I assure you of my prayers. Don’t stop praying for me. May Jesus bless you and the Blessed Virgin care for you.

Fraternally,

Francis

No mention of anything of religious substance.  Just 'hang in there' levels of pep-poster talk.  Nothing about wanting to help people come closer to God, Christ, a moral life, or anything.  The idea of leaving a sinful lifestyle isn't even worth mentioning.  Where Jesus and Mary and God exist at all, is where they exist in our modern paganism - at best to bless me no matter what I do or want, otherwise stay out of my way. Which is just what one would hear listening to the latest installment of Oprah Winfrey.  

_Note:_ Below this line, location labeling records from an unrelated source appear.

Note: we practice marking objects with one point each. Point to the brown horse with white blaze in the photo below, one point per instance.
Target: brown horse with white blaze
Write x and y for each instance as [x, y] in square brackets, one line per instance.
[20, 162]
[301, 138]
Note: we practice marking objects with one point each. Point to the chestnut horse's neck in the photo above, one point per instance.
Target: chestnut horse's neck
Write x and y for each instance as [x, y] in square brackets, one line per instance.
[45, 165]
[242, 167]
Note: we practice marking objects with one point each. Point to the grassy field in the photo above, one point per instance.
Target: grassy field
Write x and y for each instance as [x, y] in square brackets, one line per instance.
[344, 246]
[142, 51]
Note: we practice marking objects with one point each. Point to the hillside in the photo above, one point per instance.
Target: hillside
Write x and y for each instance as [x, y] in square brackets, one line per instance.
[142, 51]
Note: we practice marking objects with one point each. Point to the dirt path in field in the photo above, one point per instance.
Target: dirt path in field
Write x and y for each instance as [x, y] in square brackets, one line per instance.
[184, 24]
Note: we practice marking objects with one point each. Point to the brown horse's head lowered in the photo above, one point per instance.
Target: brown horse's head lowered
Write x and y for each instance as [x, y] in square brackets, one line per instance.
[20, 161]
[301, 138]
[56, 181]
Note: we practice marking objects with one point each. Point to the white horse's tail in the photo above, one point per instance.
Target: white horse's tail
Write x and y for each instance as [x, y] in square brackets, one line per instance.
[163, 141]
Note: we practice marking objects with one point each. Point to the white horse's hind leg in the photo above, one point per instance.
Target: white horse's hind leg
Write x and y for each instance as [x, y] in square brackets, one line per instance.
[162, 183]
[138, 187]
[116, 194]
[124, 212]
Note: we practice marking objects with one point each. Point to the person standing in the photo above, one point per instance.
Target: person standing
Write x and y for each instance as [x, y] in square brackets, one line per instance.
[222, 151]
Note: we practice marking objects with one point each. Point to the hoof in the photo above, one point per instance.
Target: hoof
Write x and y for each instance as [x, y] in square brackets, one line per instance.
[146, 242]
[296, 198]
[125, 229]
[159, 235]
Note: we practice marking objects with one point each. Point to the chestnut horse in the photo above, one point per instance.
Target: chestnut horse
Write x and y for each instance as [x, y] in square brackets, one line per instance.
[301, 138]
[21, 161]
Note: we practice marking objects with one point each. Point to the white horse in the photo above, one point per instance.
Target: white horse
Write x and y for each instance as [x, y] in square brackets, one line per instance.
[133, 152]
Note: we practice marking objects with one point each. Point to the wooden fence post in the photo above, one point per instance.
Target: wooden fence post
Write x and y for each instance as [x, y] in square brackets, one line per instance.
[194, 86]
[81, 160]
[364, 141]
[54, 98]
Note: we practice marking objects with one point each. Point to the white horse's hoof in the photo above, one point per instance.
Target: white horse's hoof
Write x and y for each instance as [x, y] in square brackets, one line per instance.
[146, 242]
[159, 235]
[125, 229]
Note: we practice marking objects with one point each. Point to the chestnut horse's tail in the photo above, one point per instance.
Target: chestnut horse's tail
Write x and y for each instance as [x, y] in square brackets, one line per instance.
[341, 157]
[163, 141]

In fact, apart from how he spends his Sundays, I can't really think of anything that makes Pope Francis sound any different than any one of a thousand talking heads, pop psychiatrists, television commentators, and self-help gurus in our modern world.  If there is a bigger problem with a pope, I'm at pains to imagine what it is. 

4 comments:

  1. Replies
    1. I'm not recognizing Phil McGraw's idiom in the letter. I remember reading a biographical sketch of him nearly twenty years ago, when his program was new. He tells the interviewer that he followed his father into the clinical psychology practice then discovered that he was 'a terrible therapist'. The big problem was that 'I could usually figure out in the first few sessions what their problem was. I'd be working with them for six months and not getting anywhere and I just wanted to say, 'look, here's your problem: you're a jerk'". So, he left common and garden practice and went into the jury consulting business. He was hired by Oprah Winfrey's counsel when she was sued, and it was through his acquaintanceship with Winfrey that he landed his TV gig. I cannot imagine Francis offering such a plain and critical self-assessment.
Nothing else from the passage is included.